Summary: Researchers developed a new GPU-based machine learning algorithm to help predict the connectivity of networks within the brain. A new GPU-based machine learning algorithm developed by researchers at the Indian Institute of Science (IISc) can help scientists better understand and predict connectivity between different regions of the brain. The algorithm, called Regularized, Accelerated, Linear Fascicle Evaluation, or ReAl-LiFE, can rapidly analyse the enormous amounts of data generated from diffusion Magnetic Resonance Imaging (dMRI) scans of the human brain. Using ReAL-LiFE, the team was able to evaluate dMRI data over 150 times faster than existing state-of-the-art algorithms. "Tasks that previously took hours to days can be completed within seconds to minutes," says Devarajan Sridharan, Associate Professor at the Centre for Neuroscience (CNS), IISc, and corresponding author of the study published in the journal Nature Computational Science.


Behind the scenes of Waymo's worst automated truck crash โ€“ TechCrunch - Channel969

#artificialintelligence

Probably the most critical crash thus far involving a self-driving truck may need resulted in solely average accidents, but it surely uncovered how unprepared native authorities and legislation enforcement are to take care of the brand new expertise. On Might 5, a Class 8 Waymo By way of truck working in autonomous mode with a human security operator behind the wheel was hauling a trailer northbound on Interstate 45 towards Dallas, Texas. At 3:11 p.m., simply outdoors Ennis, the modified Peterbilt was touring within the far proper lane when a passing truck and trailer combo entered its lane. The motive force of the Waymo By way of truck informed police that the opposite semi truck continued to maneuver into the lane, forcing Waymo's truck and trailer off the roadway. She was later taken to a hospital for accidents that Waymo described in its report back to the Nationwide Freeway Visitors Security Administration as "average."
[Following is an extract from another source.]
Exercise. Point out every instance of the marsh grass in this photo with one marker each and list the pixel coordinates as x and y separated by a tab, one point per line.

Aurora's Autonomous Tests in Texas Keep Rolling

#artificialintelligence

After lumbering through a gravel parking lot like a big blue bull, one of Aurora Innovation Inc.'s self-driving truck prototypes took a wide right turn onto a frontage road near Dallas. The steering wheel spun through the half-clasped hands of its human operator, whose touch may not be needed much longer. Fittingly for Texas, these Peterbilts are adorned with a sensor display above the windshield that looks much like a set of longhorns. This was the beginning of a 28-mile jaunt up and down Interstate 45 toward Houston in a truck with a computer for a brain, and cameras, radar and lidar sensors for eyes, capturing objects more than 437 yards out in all directions. The stakes for test drives like this one are incredibly high for the future of freight.
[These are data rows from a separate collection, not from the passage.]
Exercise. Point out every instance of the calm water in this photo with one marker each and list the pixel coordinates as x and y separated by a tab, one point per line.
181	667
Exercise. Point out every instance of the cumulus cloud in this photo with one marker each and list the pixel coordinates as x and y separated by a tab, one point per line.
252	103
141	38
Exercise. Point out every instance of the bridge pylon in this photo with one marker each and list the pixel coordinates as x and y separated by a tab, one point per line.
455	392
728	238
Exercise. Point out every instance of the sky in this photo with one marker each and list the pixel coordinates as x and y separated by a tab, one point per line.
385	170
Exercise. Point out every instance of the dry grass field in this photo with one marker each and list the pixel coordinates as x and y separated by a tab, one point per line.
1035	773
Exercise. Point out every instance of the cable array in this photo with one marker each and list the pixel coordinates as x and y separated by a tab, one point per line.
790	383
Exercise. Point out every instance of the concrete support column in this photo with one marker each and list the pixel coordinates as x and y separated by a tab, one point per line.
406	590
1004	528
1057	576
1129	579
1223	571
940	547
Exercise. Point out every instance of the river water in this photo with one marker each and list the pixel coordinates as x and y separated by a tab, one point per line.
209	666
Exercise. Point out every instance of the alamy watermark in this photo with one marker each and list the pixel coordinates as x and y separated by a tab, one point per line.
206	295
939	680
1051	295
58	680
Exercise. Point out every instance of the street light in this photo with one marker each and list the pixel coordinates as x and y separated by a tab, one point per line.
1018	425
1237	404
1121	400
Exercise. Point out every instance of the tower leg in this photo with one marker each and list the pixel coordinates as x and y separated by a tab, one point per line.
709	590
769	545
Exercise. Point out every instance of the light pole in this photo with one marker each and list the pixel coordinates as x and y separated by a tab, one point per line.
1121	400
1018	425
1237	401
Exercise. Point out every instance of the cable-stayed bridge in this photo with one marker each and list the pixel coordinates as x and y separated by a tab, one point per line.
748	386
Brian Gerkey on the success of Open Robotics and ROS - Channel969

#artificialintelligence

Welcome to Episode 84 of The Robotic Report Podcast, which brings conversations with robotics innovators straight to you. Be a part of us every week for discussions with main roboticists, modern robotics corporations, and different key members of the robotics neighborhood. Our visitor this week is Brian Gerkey, CEO and co-founder of Open Robotics and certainly one of creators of ROS. Brian tells us concerning the improvement and evolution of the Robotic Working System (ROS) and why open supply software program has performed such a pivotal function within the development of the robotics trade and within the acceleration of robotics analysis in college and company robotic labs around the globe. Now it's time to organize for RoboBusiness and the Discipline Robotics Engineering Discussion board, which run October 19-20, 2022 in Santa Clara, Calif If you want to be a visitor on an upcoming episode of the podcast, or you probably have suggestions for future friends or phase concepts, contact Steve Crowe or Mike Oitzman.